Márcio por sua vez abriu seu pequeno mundo à arquiteta, falando um pouco sobre seus sonhos, desejos e querenças. Seus gostos, esperanças e utopias. Sabia muito bem que quando entrava em um determinado lugar, sua cor já estava lá fazia tempo o esperando chegar para resgatá-la e voltarem pelo mesmo caminho. No começo aquilo tudo lhe incomodava, mas levou tanta porrada, tanta cusparada que resolveu se silenciar, gastando toda sua energia para se qualificar. Mesmo que o rejeitassem, o rebaixassem a faxineiro, ainda assim, tinha algo que ninguém poderia lhe tirar: seu conhecimento e sua cultura. Mas jamais ficaria exibindo-a como um troféu. O seu cabedal era fruto de seu trabalho e batalha diária e nenhum branco iria tirar.

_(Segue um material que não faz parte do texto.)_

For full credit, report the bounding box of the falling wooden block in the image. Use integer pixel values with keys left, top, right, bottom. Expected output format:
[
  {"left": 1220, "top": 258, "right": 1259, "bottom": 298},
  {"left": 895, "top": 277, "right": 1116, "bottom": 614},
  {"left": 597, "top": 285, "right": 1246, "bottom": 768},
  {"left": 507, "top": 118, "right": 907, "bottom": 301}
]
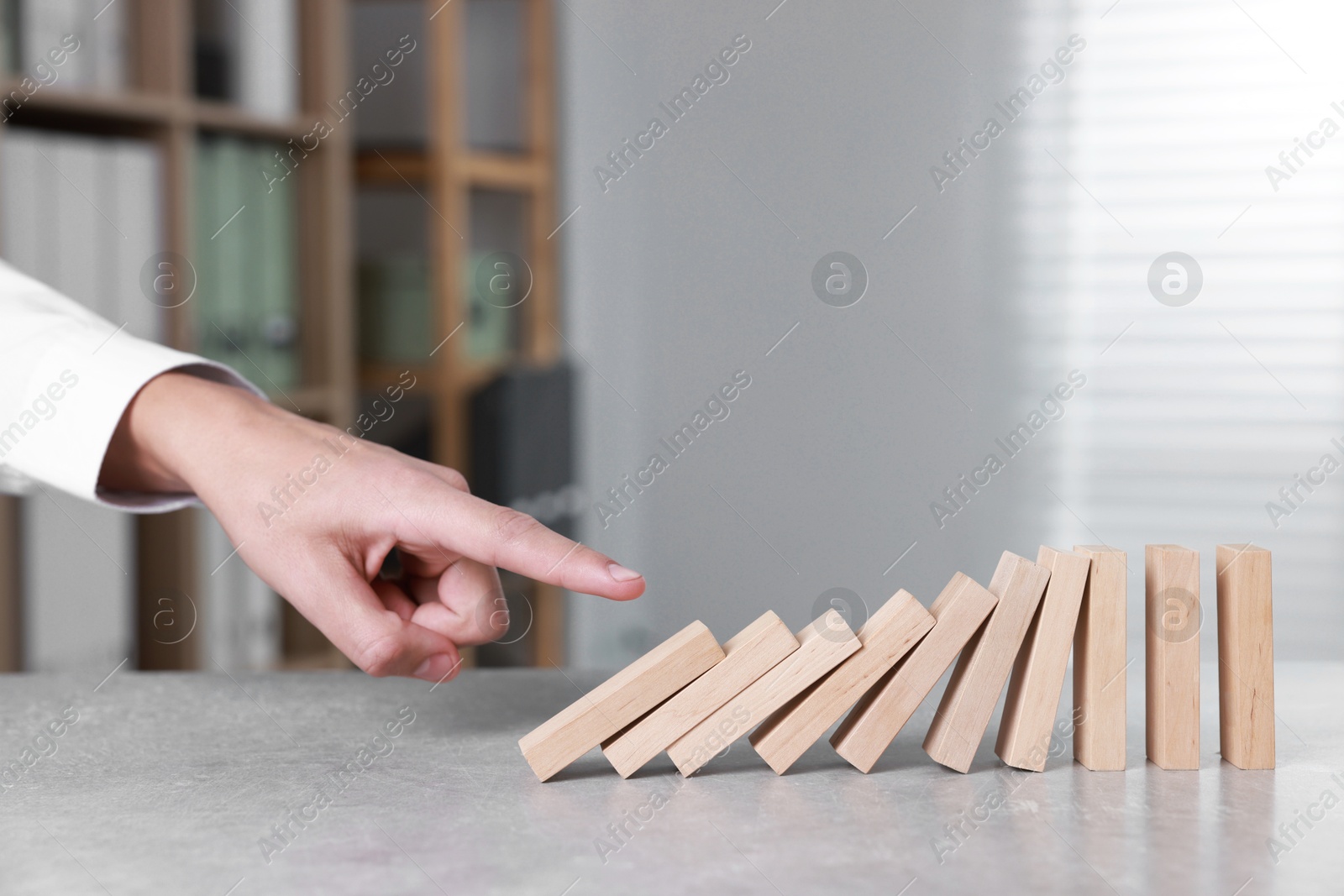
[
  {"left": 1144, "top": 544, "right": 1201, "bottom": 768},
  {"left": 1074, "top": 544, "right": 1129, "bottom": 771},
  {"left": 517, "top": 622, "right": 723, "bottom": 780},
  {"left": 831, "top": 572, "right": 999, "bottom": 773},
  {"left": 995, "top": 545, "right": 1091, "bottom": 771},
  {"left": 1218, "top": 544, "right": 1274, "bottom": 768},
  {"left": 923, "top": 551, "right": 1050, "bottom": 773},
  {"left": 668, "top": 610, "right": 860, "bottom": 775},
  {"left": 750, "top": 589, "right": 932, "bottom": 775},
  {"left": 602, "top": 611, "right": 798, "bottom": 778}
]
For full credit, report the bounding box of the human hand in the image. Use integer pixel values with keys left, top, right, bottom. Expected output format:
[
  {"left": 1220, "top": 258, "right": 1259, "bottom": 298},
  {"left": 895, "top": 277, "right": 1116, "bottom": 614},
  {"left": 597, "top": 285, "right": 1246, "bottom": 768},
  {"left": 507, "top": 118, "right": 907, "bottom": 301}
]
[{"left": 99, "top": 372, "right": 643, "bottom": 681}]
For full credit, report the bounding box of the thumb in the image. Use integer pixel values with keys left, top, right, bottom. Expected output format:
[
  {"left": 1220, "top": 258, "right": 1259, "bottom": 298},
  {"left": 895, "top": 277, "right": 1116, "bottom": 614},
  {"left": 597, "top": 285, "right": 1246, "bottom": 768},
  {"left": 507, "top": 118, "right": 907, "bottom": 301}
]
[{"left": 300, "top": 563, "right": 462, "bottom": 683}]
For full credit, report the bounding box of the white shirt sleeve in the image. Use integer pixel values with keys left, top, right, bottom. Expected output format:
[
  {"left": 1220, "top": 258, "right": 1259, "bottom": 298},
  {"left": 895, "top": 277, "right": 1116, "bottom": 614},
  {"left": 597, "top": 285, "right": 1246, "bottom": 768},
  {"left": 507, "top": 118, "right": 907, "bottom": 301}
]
[{"left": 0, "top": 262, "right": 265, "bottom": 513}]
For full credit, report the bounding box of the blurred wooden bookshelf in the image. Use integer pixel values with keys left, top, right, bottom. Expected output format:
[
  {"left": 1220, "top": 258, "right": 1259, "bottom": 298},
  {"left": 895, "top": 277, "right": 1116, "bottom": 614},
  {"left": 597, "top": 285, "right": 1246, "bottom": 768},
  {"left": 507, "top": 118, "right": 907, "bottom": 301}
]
[
  {"left": 354, "top": 0, "right": 564, "bottom": 665},
  {"left": 0, "top": 0, "right": 356, "bottom": 669},
  {"left": 0, "top": 0, "right": 564, "bottom": 670}
]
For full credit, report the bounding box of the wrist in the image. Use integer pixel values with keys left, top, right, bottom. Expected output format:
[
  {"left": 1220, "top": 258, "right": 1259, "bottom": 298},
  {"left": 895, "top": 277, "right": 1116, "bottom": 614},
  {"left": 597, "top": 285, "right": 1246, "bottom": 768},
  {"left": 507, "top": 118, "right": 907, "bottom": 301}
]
[{"left": 98, "top": 371, "right": 278, "bottom": 495}]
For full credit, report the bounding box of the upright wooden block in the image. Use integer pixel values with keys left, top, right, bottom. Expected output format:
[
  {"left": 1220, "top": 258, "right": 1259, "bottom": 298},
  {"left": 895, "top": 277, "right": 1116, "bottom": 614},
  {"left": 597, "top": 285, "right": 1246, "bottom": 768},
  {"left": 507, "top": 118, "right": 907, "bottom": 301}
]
[
  {"left": 831, "top": 572, "right": 999, "bottom": 773},
  {"left": 517, "top": 622, "right": 723, "bottom": 780},
  {"left": 995, "top": 545, "right": 1091, "bottom": 771},
  {"left": 1218, "top": 544, "right": 1274, "bottom": 768},
  {"left": 1144, "top": 544, "right": 1201, "bottom": 768},
  {"left": 1074, "top": 544, "right": 1129, "bottom": 771},
  {"left": 668, "top": 610, "right": 860, "bottom": 775},
  {"left": 923, "top": 551, "right": 1050, "bottom": 773},
  {"left": 602, "top": 610, "right": 798, "bottom": 778},
  {"left": 751, "top": 589, "right": 932, "bottom": 775}
]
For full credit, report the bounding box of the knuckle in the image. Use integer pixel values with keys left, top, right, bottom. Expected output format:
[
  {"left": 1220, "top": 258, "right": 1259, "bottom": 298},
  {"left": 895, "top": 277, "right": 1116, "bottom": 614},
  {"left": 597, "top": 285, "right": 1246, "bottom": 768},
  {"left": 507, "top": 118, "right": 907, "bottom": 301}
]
[
  {"left": 442, "top": 466, "right": 472, "bottom": 495},
  {"left": 495, "top": 508, "right": 544, "bottom": 545},
  {"left": 351, "top": 636, "right": 405, "bottom": 679}
]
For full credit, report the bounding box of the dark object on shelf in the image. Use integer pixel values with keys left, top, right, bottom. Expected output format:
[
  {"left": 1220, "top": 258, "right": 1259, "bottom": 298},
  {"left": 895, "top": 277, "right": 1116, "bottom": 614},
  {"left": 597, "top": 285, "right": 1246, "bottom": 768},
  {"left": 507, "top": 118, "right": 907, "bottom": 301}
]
[{"left": 468, "top": 364, "right": 574, "bottom": 535}]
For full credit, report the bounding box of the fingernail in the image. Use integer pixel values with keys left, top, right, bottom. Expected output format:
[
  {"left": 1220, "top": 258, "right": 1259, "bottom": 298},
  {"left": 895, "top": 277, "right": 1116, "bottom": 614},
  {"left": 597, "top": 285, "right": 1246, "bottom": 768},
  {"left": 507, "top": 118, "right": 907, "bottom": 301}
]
[
  {"left": 415, "top": 652, "right": 459, "bottom": 683},
  {"left": 606, "top": 563, "right": 640, "bottom": 582}
]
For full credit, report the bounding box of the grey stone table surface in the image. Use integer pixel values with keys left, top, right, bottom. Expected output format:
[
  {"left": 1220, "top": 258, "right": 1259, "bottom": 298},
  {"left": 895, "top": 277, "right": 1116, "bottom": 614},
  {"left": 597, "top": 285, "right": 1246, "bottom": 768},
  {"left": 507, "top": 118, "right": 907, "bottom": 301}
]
[{"left": 0, "top": 663, "right": 1344, "bottom": 896}]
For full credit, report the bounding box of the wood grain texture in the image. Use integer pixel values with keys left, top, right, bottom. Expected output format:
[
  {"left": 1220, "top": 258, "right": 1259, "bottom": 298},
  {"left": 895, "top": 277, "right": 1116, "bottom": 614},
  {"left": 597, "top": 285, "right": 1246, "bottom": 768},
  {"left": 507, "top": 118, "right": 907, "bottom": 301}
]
[
  {"left": 923, "top": 551, "right": 1050, "bottom": 773},
  {"left": 831, "top": 572, "right": 999, "bottom": 773},
  {"left": 668, "top": 610, "right": 860, "bottom": 775},
  {"left": 995, "top": 545, "right": 1091, "bottom": 771},
  {"left": 1216, "top": 544, "right": 1274, "bottom": 768},
  {"left": 602, "top": 610, "right": 798, "bottom": 778},
  {"left": 750, "top": 589, "right": 932, "bottom": 775},
  {"left": 1074, "top": 544, "right": 1129, "bottom": 771},
  {"left": 1144, "top": 544, "right": 1200, "bottom": 768},
  {"left": 517, "top": 622, "right": 723, "bottom": 780}
]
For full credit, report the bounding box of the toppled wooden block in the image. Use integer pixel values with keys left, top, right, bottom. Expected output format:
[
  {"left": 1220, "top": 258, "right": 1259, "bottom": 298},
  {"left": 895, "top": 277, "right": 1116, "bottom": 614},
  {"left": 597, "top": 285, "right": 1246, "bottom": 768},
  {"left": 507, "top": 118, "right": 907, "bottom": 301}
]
[
  {"left": 923, "top": 551, "right": 1050, "bottom": 773},
  {"left": 1218, "top": 544, "right": 1274, "bottom": 768},
  {"left": 995, "top": 545, "right": 1091, "bottom": 771},
  {"left": 831, "top": 572, "right": 999, "bottom": 773},
  {"left": 751, "top": 589, "right": 932, "bottom": 775},
  {"left": 602, "top": 611, "right": 798, "bottom": 778},
  {"left": 1144, "top": 544, "right": 1201, "bottom": 768},
  {"left": 1074, "top": 544, "right": 1129, "bottom": 771},
  {"left": 668, "top": 610, "right": 860, "bottom": 775},
  {"left": 517, "top": 622, "right": 723, "bottom": 780}
]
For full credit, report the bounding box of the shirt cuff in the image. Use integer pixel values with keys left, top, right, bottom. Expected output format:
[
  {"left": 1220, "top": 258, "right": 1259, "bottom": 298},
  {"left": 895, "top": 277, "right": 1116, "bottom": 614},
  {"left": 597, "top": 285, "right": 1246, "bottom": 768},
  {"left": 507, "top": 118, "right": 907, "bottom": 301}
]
[{"left": 0, "top": 321, "right": 266, "bottom": 513}]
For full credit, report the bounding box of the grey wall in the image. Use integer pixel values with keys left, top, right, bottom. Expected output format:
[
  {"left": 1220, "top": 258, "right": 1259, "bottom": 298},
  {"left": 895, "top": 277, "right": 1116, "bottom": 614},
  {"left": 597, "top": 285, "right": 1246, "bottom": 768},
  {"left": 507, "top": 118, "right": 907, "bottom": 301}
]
[
  {"left": 556, "top": 0, "right": 1344, "bottom": 676},
  {"left": 556, "top": 0, "right": 1039, "bottom": 665}
]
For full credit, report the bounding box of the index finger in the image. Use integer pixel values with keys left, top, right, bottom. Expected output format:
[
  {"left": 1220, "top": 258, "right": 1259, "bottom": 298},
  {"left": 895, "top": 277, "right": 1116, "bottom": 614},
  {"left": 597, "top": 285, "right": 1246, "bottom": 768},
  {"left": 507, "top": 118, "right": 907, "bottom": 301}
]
[{"left": 399, "top": 488, "right": 643, "bottom": 600}]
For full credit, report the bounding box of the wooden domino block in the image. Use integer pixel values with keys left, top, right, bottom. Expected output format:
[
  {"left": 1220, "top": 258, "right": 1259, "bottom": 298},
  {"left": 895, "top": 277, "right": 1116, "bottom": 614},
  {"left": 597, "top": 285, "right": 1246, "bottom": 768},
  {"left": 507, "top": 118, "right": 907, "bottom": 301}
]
[
  {"left": 517, "top": 622, "right": 723, "bottom": 780},
  {"left": 750, "top": 589, "right": 932, "bottom": 775},
  {"left": 995, "top": 545, "right": 1091, "bottom": 771},
  {"left": 831, "top": 572, "right": 999, "bottom": 773},
  {"left": 602, "top": 611, "right": 798, "bottom": 778},
  {"left": 923, "top": 551, "right": 1050, "bottom": 773},
  {"left": 1074, "top": 544, "right": 1129, "bottom": 771},
  {"left": 668, "top": 610, "right": 860, "bottom": 775},
  {"left": 1218, "top": 544, "right": 1274, "bottom": 768},
  {"left": 1144, "top": 544, "right": 1200, "bottom": 768}
]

Quanto ao seu relacionamento com Márcia, a noiva tinha o mesmo nome que ele e isso era muito engraçado, não quis falar muito, mas tinha coisas mais além da traição. Ela havia dito coisas no calor da discussão que lhe cegara. Segundo ele, a ex-noiva não tinha intenção de casar e armou tudo aquilo para que o noivo a flagrasse em atos lascivos, pois sabia do seu conservadorismo. O objetivo era humilhar os pais que queriam lhe administrar a vida. Começou a namorar Márcio para contrariá-los, porque sabia que detestavam pretos, mas quando souberam que ele estava terminando a universidade, a coisa começava a mudar de rumo e a vingança perdia o sentido. Então, o jeito foi ficar noiva e provocar toda aquela situação, pois achava que o noivo iria explodir e perder o controle. E foi o que aconteceu.

Do nada, o jornalista olhou para o relógio e pediu para Angélica levá-lo de volta. Precisaria fazer o relatório do encontro com Tarsila que deixou de ser misteriosa. Falou para a arquiteta como ela se chamava e aí recordou que a irmã de Amadeu se apresentou, na primeira vez que se falaram, como Tarsila.  Ela deu risadas, informando que o fez para saber até onde ele sabia da vida de Amadeu.

Já dentro do carro, a arquiteta agradeceu a Márcio pela noite, lhe dando um beijo na face de puro afeto. O repórter estremeceu inteiro, com frio passando pela região da coluna, fazendo com que recordasse um dos seus pesadelos. Achou que tinha a ver com Angélica, ou com Márcia. Contudo, achou melhor não alimentar aqueles pensamentos. A motorista colou uma música em que o refrão dizia “da lua cheia eu sei…” e deixaram o clube. Com certeza, ambos estavam melhores consigo mesmos e seus fantasmas.